In his edition of Frankenstein, Leonard Woolf argues that the novel should not be considered as SF, but rather as ‘psychological allegory’. [16]This is like arguing that Red Dust is not SF because it is about terraforming. There is no reason why both books should not support both functions. The strength of SF is that it is not a pure stream.

David Ketterer, who has written perceptively about Mary Shelley’s novel, [17]agrees with Woolf, while saying that the concerns of Frankenstein might more broadly be described as ‘philosophical, alchemical, and transcendental, than psychological or scientific’. Ketterer also argues that Frankenstein cannot be described as SF. [18]

Arguments against Frankenstein being SF at all rest on very uncertain ground. Not only is there Mary Shelley’s own intention, as expressed in her Introduction, but her sub-title points to where she believes its centre to lie; she is bringing up-to-date the myth of Prometheus. Her fire comes down from heaven. It was an inspiration—and one that Universal Studios would later make much of—to utilize the newly captive electricity as that promethean fire. Later generations of writers, with neither more nor less regard for scientific accuracy, would use ‘the power of the atom’ with which to energize their perceptions of change. Nowadays, telepathic superpowers get by under the name of SF and cyberpunk passes for prophesy.

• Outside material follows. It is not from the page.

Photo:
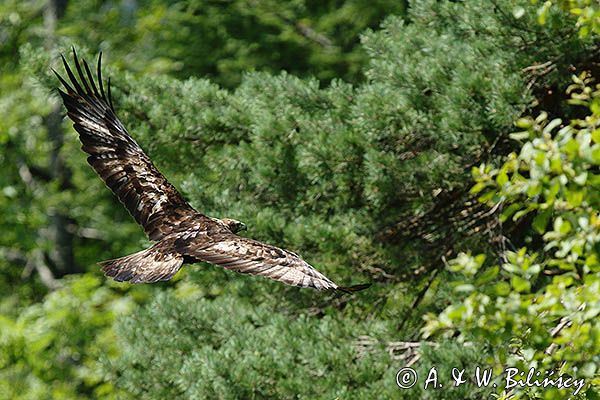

The argument against Frankenstein ’s being the first novel of SF could be more convincingly launched on other grounds, historiological ones. The more any subject is studied, the further back its roots are seen to go. This is true, for instance, of the Renaissance, or the Romantic movement. So perhaps the quest for the First SF Novel, like the first flower of spring, is chimerical. But the period where we should expect to look for such a blossoming is during the Industrial Revolution, and perhaps just after the Napoleonic Wars, when changes accelerated by industry and war have begun to bite, with the resultant sense of isolation of the individual from and in society. This sense of isolation is a hallmark of Romanticism, displayed in the opening paragraph of that milestone of Romanticism, Jean-Jacques Rousseau’s Confessions: ‘I feel my heart and I know men. I am not like others whom I have seen; I dare believe that I am not made like anyone else alive’.

This is the region of Frankenstein. Mary Shelley found an objective correlative for the cold intellectual currents of her day. It has maintained, and even implemented, its power to our day.

We need to resist a temptation to classify rigidly, thinking to achieve intellectual clarity by so doing. There is no contradiction involved in regarding this remarkable transitional novel as a Gothic story, as one of the great horror stories of the English language, and as the progenitor of modern SF. [19]

Nobody seeks to argue that Frankenstein is not a horror story. The influence of the movies has greatly persuaded us to concentrate on the horror aspect. Yet the movies have always cheapened Mary Shelley’s theme. The creature is usually turned into a dotty bogeyman, allowed only to grunt, grunt and destroy. It is presented as alien to humanity, not an extension of it.

Mary Shelley depicts the creature as alienated from society. Just when we have learned to fear the creature and loathe its appearance, she shows us the reality of the case. This is no monster. It is a lost soul. Above all things, it wishes to reverence its absent creator.

Every good Frankenstein-watcher has his own opinions about the monster. It is the French Revolution, says Suvin. It is Percy Bysshe Shelley, says Christopher Small. It is an hermaphrodite, says William Veeder. It and Victor are two different modes of one consciousness says Mary K. Patterson Thornburg. [20]I have come to believe that the stricken creature is Mary herself, that she found in the monster a striking objective correlative for her misfortunes at birth. Later in her career, in her other SF novel, she projects herself as Verney, the Last Man in a world of death wandering alone without a soulmate.